1. Democratisation as a permanent task.

2. Room for dialogue

3. Democracy as parity: no double standards for elected officials and citizens 

4. Infrastructure of participation

5. Protection of local self-determination

6. A voice for young people

7. Social movements as engines of democracy. 

8. From the local to the national and transnational

9. Agenda 2030 in practice: sustainability

10. Participation as a process: encouraging and promoting participation in all stages of development

11. Enforcement and transparency

12. Elections made easy: simple voting

13. Every resident is also a citizen. (voting rights for those excluded from national elections)

14. Every vote is heard (not just during elections but year-round)

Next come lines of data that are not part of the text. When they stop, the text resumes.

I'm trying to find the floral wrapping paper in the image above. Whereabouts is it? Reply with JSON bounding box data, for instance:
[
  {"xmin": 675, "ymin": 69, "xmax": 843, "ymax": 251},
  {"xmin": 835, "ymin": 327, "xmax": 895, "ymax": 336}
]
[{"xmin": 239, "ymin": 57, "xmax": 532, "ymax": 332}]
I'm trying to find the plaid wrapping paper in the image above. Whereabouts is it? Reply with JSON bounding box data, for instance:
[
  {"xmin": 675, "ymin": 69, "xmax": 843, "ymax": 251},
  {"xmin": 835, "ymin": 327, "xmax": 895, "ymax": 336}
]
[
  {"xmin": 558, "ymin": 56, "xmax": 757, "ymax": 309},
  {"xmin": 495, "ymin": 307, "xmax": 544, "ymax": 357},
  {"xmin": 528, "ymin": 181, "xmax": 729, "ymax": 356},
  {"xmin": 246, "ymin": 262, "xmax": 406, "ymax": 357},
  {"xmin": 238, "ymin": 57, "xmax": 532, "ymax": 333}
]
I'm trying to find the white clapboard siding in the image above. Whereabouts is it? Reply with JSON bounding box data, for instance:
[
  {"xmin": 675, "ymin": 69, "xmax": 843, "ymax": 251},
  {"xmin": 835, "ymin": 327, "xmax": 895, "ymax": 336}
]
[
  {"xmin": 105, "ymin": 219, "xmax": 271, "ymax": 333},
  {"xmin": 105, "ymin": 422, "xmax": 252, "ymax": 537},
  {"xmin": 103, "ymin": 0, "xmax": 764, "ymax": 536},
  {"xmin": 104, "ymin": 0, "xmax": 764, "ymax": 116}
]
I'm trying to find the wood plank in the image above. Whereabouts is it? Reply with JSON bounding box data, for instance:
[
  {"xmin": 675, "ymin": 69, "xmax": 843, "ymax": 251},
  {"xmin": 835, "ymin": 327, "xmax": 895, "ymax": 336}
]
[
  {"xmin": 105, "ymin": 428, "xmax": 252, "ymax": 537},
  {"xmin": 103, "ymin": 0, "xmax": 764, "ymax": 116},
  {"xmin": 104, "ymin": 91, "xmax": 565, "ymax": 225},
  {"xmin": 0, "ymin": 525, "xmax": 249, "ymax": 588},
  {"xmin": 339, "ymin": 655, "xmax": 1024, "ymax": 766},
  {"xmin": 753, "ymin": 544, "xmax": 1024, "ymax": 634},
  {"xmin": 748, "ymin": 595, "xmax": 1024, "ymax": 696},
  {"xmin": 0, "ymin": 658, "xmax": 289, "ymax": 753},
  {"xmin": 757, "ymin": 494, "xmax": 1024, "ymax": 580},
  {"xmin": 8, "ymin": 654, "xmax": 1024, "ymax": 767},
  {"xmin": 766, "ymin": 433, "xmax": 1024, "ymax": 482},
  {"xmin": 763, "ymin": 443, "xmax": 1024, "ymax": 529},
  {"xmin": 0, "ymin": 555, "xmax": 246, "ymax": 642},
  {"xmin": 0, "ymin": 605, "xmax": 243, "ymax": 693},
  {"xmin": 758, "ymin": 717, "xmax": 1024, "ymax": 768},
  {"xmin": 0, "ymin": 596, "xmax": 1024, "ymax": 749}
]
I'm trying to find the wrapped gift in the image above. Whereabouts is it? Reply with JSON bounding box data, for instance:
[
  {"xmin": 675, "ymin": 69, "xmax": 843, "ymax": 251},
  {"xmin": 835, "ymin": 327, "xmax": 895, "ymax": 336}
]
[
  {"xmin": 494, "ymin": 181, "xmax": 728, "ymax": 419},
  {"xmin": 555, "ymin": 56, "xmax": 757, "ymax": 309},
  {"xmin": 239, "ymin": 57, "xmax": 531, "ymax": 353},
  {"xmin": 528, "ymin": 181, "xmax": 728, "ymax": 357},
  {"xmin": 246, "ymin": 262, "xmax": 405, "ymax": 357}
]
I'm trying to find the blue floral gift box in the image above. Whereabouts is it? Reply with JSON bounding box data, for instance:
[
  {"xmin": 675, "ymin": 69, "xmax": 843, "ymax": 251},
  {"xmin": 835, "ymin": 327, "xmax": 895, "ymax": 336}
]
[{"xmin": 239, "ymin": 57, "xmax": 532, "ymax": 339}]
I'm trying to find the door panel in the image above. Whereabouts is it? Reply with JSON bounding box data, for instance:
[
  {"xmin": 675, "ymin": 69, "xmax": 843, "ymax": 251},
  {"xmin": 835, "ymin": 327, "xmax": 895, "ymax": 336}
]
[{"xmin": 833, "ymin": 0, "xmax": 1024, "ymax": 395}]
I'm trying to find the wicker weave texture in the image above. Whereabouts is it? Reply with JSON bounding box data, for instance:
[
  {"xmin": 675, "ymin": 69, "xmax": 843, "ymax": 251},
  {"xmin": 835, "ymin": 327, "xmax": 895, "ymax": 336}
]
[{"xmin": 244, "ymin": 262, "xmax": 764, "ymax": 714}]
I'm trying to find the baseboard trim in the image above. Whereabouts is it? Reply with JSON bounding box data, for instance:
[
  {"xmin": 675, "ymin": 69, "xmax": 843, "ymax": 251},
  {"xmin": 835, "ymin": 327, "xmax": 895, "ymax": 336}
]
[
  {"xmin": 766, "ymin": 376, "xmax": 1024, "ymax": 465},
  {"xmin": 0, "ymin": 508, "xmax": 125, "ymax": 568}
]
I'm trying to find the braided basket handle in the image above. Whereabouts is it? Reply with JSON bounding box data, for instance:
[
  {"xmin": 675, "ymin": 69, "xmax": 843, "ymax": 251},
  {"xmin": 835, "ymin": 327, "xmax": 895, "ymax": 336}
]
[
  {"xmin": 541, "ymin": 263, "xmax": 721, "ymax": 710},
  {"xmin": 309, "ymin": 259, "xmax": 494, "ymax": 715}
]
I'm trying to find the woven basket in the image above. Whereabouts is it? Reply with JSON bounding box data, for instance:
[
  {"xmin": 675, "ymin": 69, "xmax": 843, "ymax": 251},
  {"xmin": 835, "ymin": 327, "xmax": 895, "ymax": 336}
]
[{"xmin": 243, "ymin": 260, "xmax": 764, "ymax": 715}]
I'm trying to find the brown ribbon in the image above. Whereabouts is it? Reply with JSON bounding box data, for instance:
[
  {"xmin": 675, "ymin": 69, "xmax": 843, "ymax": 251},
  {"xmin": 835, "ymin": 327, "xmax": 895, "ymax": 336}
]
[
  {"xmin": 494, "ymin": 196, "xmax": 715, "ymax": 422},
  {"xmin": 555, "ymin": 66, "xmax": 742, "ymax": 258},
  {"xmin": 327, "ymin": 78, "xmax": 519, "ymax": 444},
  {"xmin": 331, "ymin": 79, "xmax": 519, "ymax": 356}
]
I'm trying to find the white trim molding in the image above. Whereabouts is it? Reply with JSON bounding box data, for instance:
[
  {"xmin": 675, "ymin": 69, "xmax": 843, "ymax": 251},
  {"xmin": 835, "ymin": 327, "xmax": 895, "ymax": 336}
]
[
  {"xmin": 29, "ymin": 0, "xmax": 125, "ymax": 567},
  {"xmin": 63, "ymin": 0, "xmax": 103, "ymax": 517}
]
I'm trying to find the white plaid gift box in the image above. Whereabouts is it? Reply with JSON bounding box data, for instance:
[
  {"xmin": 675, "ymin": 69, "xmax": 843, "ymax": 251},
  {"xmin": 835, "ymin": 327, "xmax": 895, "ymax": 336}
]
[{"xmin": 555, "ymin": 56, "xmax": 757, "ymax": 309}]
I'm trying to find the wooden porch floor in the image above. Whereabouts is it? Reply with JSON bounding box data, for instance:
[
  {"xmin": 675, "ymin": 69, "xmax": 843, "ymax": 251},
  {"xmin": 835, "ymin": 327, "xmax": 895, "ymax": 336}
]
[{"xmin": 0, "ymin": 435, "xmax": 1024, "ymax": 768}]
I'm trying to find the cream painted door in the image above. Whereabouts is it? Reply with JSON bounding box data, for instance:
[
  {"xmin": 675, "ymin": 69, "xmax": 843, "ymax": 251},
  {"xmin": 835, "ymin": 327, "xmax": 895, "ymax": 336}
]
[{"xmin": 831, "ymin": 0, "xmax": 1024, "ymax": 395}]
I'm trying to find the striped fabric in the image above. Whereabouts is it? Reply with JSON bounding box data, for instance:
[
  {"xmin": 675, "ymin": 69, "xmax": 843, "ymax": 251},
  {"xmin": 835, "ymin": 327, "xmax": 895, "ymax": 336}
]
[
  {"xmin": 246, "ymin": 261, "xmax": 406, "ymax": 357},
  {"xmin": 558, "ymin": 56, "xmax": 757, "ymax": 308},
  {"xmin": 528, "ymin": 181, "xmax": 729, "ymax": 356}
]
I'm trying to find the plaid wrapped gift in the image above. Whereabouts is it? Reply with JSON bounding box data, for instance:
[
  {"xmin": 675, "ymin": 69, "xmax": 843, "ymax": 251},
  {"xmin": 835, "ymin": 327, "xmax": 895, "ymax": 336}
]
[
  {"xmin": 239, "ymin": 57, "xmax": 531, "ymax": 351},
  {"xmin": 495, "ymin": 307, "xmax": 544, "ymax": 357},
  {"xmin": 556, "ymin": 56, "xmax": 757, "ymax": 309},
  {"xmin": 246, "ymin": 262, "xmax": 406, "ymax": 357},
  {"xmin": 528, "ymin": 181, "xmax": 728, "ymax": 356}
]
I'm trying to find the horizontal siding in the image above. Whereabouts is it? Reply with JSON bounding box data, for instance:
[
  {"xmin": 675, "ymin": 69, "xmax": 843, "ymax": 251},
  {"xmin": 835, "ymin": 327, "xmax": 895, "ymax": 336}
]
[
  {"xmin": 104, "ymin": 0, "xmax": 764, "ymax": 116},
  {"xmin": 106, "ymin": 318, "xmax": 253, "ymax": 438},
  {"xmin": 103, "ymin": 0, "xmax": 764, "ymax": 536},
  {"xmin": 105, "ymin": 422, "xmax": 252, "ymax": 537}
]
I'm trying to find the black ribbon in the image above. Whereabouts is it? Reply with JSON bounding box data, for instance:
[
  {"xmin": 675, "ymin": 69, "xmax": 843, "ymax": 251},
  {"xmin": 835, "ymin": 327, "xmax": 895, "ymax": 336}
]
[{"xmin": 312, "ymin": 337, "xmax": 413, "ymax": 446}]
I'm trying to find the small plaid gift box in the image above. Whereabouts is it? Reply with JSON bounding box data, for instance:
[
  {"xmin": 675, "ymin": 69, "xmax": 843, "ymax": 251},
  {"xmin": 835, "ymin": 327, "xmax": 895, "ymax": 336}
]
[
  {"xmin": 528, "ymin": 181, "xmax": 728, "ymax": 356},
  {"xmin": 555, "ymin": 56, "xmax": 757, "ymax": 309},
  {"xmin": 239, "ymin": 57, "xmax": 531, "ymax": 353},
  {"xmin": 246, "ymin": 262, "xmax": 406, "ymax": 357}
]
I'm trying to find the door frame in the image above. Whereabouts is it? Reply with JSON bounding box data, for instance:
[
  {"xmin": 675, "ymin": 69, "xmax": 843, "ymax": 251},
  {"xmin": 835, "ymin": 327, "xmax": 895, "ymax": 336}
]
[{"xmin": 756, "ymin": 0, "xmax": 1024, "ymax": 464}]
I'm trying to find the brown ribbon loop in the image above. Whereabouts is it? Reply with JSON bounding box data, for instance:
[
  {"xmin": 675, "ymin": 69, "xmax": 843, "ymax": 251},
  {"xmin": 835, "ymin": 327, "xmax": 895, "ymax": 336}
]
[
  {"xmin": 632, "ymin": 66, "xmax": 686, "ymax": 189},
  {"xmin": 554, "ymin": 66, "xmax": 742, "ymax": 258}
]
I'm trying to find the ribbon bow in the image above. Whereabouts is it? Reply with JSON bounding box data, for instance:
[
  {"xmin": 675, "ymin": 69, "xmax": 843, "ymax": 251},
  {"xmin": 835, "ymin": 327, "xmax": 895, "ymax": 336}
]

15. Democracy Support for the development of ideas of the citizens

16. Modern direct democracy (citizens themselves can propose and enact laws and

constitutions).

17. Open governance: Digital access to information 

18. Representation of the under-represented: 

19. Media and public infrastructure (diverse and reliable sources of news and context to help the people to govern themselves)

20. City of the “happy losers.”

In fall 2022, our Global Forum convened again, in Lucerne, Switzerland. In a historic City Hall next to the Chapel Bridge, another nine cities signed the document, along with a few multinational organizations of municipalities.

But the surprise came during presentations by the signing cities. The governments of Amsterdam and Lucerne had started evaluating themselves on each item in the Magna Carta’s list. Lucerne even produced a color-coded grid to indicate its progress on all 20 Magna Carta dimensions. When I saw this very serious and official grid and thought of my half-hearted writing during that Rome all-nighter, I had to stifle a laugh.

The Magna Carta spread around the world, without much effort on our part. Occasionally, Kaufmann and I talked about promoting the document, but we rarely followed through — our paying jobs took precedence. Back in 2020, I sent the document to about 100 American municipalities, as well as the National League of Cities. I got just two replies: a curious call from an Austin city councilman and a note from the Beverly Hills mayor signing on.

We still hear from cities that want to sign. Last year, Merida, the largest city in Mexico’s Yucatan peninsula, held a Democracy City Summit during which another dozen cities signed on. But the Magna Carta is just one of many similar statements of local democratic commitment circulating the planet now.

Our Magna Carta helped inspire more serious efforts to chart a new planetary governance led by localities. In 2020, with Kaufmann’s assistance, an NGO called the European Capital of Democracy was launched in Vienna. It holds an annual competition to be the European Capital of Democracy. (Barcelona is the reigning champion). That’s the carrot — to get cities to participate. But to join the contest, one must join a network of cities that commit to work together on democratization and worldwide governance — innovative processes, online exchanges and information sharing.

“Cities are incubators for democracy,” says the European Capital of Democracy website. “They are best placed to safeguard and develop our self-government, protect the rule of law and uphold human rights.  When I visited the network’s director in Vienna last fall, we talked about how the “capital of democracy” model might be adopted around the world.

To a similar end, the largest municipal organization in the world, the United Cities and Local Government (UCLG) has been circulating a document with the same spirit as my Magna Carta, but with broader ambition.

The Pact for the Future of Humanity” was first written at a UCLG meeting in Daejeon, South Korea in late 2022. Its 22 pages address various planetary challenges but focus on two points that were central to my Magna Carta: that local governments are defenders of democracy, and that local entities must have the power and resources to solve planetary problems. 

The pact, in its own words, places “local democracy at the heart of action, stressing the importance of representation and participation; inclusivity and empowerment in decision-making instances, the urgent need to restore transparency, honesty and accountability at all levels of government as a means to rebuild a more representative, inclusive and efficient multilateral system.”

I couldn’t have said it better myself.